Residents remain polarized about district issues – particularly about where a second high school should be built – because the school board and administrators don’t listen or respond well, according to the survey by Saperstein Associates of Columbus.
If officials heed the survey’s advice, multiple property tax issues could be on the November ballot.
Fifty-four percent of 300 residents of the Dublin City School District who were surveyed by phone in early July said a $50.4 million bond issue failed June 2 because voters disapproved of the proposed high school site on the southeast corner of Brand and Avery roads, pollster Martin Saperstein told school board members Monday. A 2.1-mill operating levy to raise $2.5 million annually also failed in June.
Besides the second high school, money from the proposed June bond was to build a third middle school, a 10th elementary and a 200-student addition to Deer Run Elementary.
Several residents said repeatedly during the spring campaign that the issues would fare poorly because they weren’t separated. Board members said they put the requests in one package believing it would generate broader appeal.
”What everybody disliked about the package was more than what they liked about it,” Saperstein said after his presentation to the school board. Individual construction projects would be more likely to pass because ”different majorities support different issues,” he said.
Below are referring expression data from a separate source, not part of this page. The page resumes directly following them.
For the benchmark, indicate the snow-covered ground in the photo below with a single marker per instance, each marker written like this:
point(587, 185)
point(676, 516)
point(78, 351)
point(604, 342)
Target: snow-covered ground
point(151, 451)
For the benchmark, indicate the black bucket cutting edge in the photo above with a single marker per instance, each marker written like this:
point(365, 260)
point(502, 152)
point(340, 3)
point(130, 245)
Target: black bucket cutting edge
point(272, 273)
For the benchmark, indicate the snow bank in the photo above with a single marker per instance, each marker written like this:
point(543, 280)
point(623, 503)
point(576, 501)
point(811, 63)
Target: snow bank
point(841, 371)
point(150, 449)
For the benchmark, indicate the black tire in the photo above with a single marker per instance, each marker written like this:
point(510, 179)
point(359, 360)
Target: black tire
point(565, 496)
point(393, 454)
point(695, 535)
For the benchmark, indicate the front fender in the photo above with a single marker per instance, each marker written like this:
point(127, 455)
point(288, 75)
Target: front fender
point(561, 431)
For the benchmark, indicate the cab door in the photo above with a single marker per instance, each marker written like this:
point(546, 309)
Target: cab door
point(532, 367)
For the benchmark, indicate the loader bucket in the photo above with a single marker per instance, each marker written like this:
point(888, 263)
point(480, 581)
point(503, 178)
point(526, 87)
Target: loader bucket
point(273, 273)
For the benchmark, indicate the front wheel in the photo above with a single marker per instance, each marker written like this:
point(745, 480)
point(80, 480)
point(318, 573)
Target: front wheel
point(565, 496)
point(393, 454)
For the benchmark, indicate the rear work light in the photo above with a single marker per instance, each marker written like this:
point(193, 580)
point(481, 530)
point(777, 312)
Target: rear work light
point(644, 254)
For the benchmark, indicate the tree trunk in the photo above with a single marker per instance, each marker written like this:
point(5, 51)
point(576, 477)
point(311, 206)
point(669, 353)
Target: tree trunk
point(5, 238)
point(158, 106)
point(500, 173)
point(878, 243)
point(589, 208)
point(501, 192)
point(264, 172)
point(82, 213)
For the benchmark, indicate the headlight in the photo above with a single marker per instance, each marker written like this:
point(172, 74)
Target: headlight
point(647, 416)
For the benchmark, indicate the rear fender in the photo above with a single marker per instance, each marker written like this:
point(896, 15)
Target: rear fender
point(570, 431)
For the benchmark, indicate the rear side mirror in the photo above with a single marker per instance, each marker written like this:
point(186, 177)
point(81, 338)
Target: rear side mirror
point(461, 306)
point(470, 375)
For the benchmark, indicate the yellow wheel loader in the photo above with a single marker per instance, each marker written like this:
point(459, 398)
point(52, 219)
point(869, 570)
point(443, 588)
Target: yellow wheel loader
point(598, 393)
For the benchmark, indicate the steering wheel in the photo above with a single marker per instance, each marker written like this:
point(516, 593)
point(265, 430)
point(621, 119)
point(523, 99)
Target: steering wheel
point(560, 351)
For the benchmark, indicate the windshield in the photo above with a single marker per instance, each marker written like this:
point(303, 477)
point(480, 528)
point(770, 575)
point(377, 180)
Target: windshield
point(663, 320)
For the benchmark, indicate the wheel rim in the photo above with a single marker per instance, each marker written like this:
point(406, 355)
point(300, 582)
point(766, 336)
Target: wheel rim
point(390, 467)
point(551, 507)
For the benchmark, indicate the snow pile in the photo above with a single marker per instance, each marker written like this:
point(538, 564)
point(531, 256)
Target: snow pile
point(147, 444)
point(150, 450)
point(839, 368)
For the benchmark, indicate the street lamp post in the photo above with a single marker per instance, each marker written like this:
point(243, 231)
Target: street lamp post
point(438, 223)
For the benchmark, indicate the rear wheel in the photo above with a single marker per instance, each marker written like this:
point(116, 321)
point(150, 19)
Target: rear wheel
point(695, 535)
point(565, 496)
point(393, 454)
Dublin school officials and administrators must communicate and listen better if future issues are to win, 49 percent of the respondents in the survey said. And three out of five people surveyed, or 62 percent, said the opinions of the average voter are seldom considered in major decisions.
At least 27 percent of the district’s residents said they oppose all property tax increases.
Of the sites offered for a second high school, 29 percent said build it at Hard and Sawmill roads east of the river on land on which the district has an option.
Another 29 percent want it in a campus setting near the existing high school at 6780 Coffman Rd., west of the river.
The remaining 42 percent were split among other locations or adding on to the Coffman Road building.